On the RNAi side, the company continues its efforts to help researchers determine whether any observed effects are specific to the gene of interest (that is, “on target”). Through collaborations and close partnership with members of the RNAi Global Initiative, GE Healthcare Dharmacon is preparing specialized control reagents for use in follow-up experiments to determine the role of the siRNA seed region in causing nonspecific phenotypes due to off-targeting.

CRISPR, ZFNs, and TALENs

Dr. Shafer of Sigma-Aldrich, presenter of “The State of CRISPR Technology” at the Discovery on Target conference, noted that RNAi is not the only technique to which CRISPR should be compared. Since CRISPR is a genome-editing tool, it may be weighed against ZFNs (zinc finger nucleases) and TALENs (transcription activator-like effector nucleases), which also allow genome editing.

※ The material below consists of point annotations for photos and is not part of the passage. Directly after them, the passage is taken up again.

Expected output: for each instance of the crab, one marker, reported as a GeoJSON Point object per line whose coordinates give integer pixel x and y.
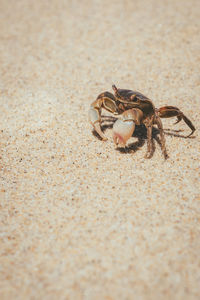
{"type": "Point", "coordinates": [134, 109]}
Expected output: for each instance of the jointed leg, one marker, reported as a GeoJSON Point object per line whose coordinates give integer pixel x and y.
{"type": "Point", "coordinates": [162, 136]}
{"type": "Point", "coordinates": [107, 101]}
{"type": "Point", "coordinates": [172, 111]}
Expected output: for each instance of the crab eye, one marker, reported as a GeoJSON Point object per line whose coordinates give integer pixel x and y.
{"type": "Point", "coordinates": [110, 105]}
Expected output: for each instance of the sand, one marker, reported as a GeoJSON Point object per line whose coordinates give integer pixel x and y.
{"type": "Point", "coordinates": [79, 218]}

“The great advantage that CRISPR has over ZFNs and TALENs is that those two tools are protein-to-DNA interactions, and CRISPR is a RNA-to-DNA interaction,” emphasized Dr. Shafer. “So [with CRISPR] it’s much easier to make that template because it’s simply a 17- to 20-base pair RNA that you clone into a vector and then express.”

Regarding CRISPR versus RNAi, Dr. Shafer pointed out that some genes must be knocked out completely for their importance to be understood. “What researchers have run into,” he said, “is that some proteins, particularly enzymes and transcription factors, still retain all of their functionality even if they’re present at 1% of their typical amount. It’s not until you knock out that gene completely that you can tell what the disease looks like in the absence of that signaling pathway.”

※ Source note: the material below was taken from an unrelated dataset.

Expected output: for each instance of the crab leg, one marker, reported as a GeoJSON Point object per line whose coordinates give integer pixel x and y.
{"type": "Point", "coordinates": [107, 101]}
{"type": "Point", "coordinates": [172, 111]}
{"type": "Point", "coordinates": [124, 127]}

In these situations, knockouts via CRISPR may be more informative than knockdowns via RNAi.

Dr. Shafer concluded that CRISPR’s potential for off-target effects is still being investigated. As with RNAi, carefully designed sequences may eliminate most potential problems. Most genes can be knocked out with a mutation anywhere in the first two-thirds or so of their coding region; given these wide ranges in which to find usable sequences, Dr. Shafer estimated that 90% of genes can be knocked out with CRISPR without sacrificing specificity.